On Wed, 26 Nov 2025, Christopher Bazley wrote:

> 
> On 24/11/2025 13:14, Richard Biener wrote:
> > On Mon, 17 Nov 2025, Christopher Bazley wrote:
> >
> >> On 14/11/2025 11:15, Richard Sandiford wrote:
> >>> Christopher Bazley <[email protected]> writes:
> >>>>>> Agreed.  The only valid situations seem to be:
> >>>>>>
> >>>>>> (1) a duplicate of a single zero, where:
> >>>>>>
> >>>>>>        npatterns == nelts_per_pattern == encoded_nelts == 1
> >>>>>>
> >>>>>>        and the only encoded value is zero
> >>>>>>
> >>>>>> (2) the combination of:
> >>>>>>
> >>>>>>        - nelts_per_pattern == 2
> >>>>>>        - multiple_p (TYPE_VECTOR_SUBPARTS (type), npatterns)
> >>>>>>        - the second half of the encoded elements are all zeros
> >>>>>>
> >>>>>> But these combinations would not come about by chance.  The caller
> >>>>>> would have to take steps to ensure that they're true.  So rather
> >>>>>> than check for these relatively complex conditions, it  might
> >>>>>> be clearer to add a new gimple_build interface that explicitly
> >>>>>> fills with zeros, using a normal array (instead of a
> >>>>>> tree_vector_builder) for the explicitly-initialised elements.
> >>>>> Would a new gimple_build_*_with_zeros function remove the need for
> >>>>> vect_create_constant_vectors to pad with zeros at all?
> >>>>>
> >>>>> The design of vect_create_constant_vectors seems to be heavily built
> >>>>> around use of a tree_vector_builder.

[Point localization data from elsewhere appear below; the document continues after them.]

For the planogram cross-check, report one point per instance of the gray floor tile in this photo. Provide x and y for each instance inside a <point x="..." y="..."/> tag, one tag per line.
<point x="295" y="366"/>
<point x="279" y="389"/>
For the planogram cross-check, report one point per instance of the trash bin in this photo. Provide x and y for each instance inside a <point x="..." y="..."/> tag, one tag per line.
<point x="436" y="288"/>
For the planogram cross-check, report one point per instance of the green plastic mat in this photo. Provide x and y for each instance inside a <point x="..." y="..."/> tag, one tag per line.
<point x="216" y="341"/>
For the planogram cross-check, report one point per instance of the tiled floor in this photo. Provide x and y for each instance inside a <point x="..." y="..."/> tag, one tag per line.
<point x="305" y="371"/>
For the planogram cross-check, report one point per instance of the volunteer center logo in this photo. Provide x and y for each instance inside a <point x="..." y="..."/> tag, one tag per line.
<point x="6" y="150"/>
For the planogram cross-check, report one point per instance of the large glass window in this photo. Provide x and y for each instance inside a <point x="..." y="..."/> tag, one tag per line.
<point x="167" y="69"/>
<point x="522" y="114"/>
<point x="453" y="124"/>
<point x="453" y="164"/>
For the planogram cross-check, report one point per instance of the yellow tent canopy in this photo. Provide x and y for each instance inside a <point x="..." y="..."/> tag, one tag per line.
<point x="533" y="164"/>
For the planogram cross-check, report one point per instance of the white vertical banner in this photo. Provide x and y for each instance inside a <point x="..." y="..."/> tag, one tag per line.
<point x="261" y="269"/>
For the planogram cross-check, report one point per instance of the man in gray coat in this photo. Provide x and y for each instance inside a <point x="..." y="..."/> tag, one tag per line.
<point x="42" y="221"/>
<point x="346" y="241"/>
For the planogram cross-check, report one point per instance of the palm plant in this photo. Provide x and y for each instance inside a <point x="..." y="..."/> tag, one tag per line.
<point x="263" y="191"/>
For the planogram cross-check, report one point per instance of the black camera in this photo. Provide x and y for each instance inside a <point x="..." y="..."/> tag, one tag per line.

I'm a bit reluctant to do
> >>>>> anything that would require significant refactoring of
> >>>>> vect_create_constant_vectors, or that would require this seemingly
> >>>>> rather ordinary case to be treated specially.
> >>> The current code is built for the normal VLA loop case, where the
> >>> sequence of scalar constants needs to be repeated to fill a vector.
> >>> For example, in:
> >>>
> >>>     for (int i = 0; i < 100; ++i)
> >>>       {
> >>>         x[i*2] += 1;
> >>>         x[i*2 + 1] += 2;
> >>>       }
> >>>
> >>> we need { 1, 2, 1, 2, 1, 2, ... }.
> >>>
> >>> We can't do that filling explicitly at compile-time because we don't
> >>> know how many copies are needed -- that depends on the runtime vector
> >>> length.  So instead we use a tree_vector_builder that encodes { 1, 2 }
> >>> and says that the pattern needs to be repeated to fill a vector.
> >>>
> >>> This also works for fixed-length loop vectorisation because, in the
> >>> general case, filling is needed there too.  We could of course do the
> >>> filling explicitly at compile time, but it would be somewhat wasted
> >>> effort, since the resulting constant would be canonicalised back to
> >>> the "{ 1, 2 } repeating" encoding.
> >>>
> >>> If you want to do something different for BB SLP then I think it makes
> >>> sense that there is some difference in the way that the constant is
> >>> constructed.  It doesn't need to be a big difference.  tree_vector_builder
> >>> inherits from auto_vec, so it would be possible to create a new
> >>> gimple_build_* that takes a vec (or, better, an array_slice) and still
> >>> share the current tree_vector_builder code in
> >>> vect_create_constant_vectors.
> >> I have an alternative to my original solution now, which doesn't require
> >> modification of the gimple_build_vector function. Instead, I have added a
> >> new
> >> gimple_build_vector_with_zero_padding function. It:
> >>
> >> * Prepares a vector of constructor elements and find out whether all of the
> >> element values are constant.
> >>
> >> * If all element values are constant then it returns a new VECTOR_CST node.
> >> Any elements for which no value is supplied will be zero.
> >>
> >> * Otherwise, it builds a constructor for only those element values that the
> >> caller provided, then assigns the result of that constructor to a temporary
> >> object.
> > In GIMPLE a CONSTRUCTOR node has not mentioned elements zero-filled
> > auto-magically.  So iff you assume that the target can create a VLA
> > vector with a n-element prefix (with n <= lower_bound (nunits)) then
> > you shouldn't need to do anything special.
> 
> If it is sufficient to build a constructor comprising only the lower elements
> of known non-constant value, then the existing gimple_build_vector already
> does that with only the minor modification to use the lower bound that was in
> my original patch set.
> 
> Should I therefore delete the gimple_build_vector_with_zero_padding function?
> I only created it because I thought that was what you and Richard Sandiford
> wanted. He suggested '...add a new gimple_build interface that explicitly
> fills with zeros...', so that's what I did.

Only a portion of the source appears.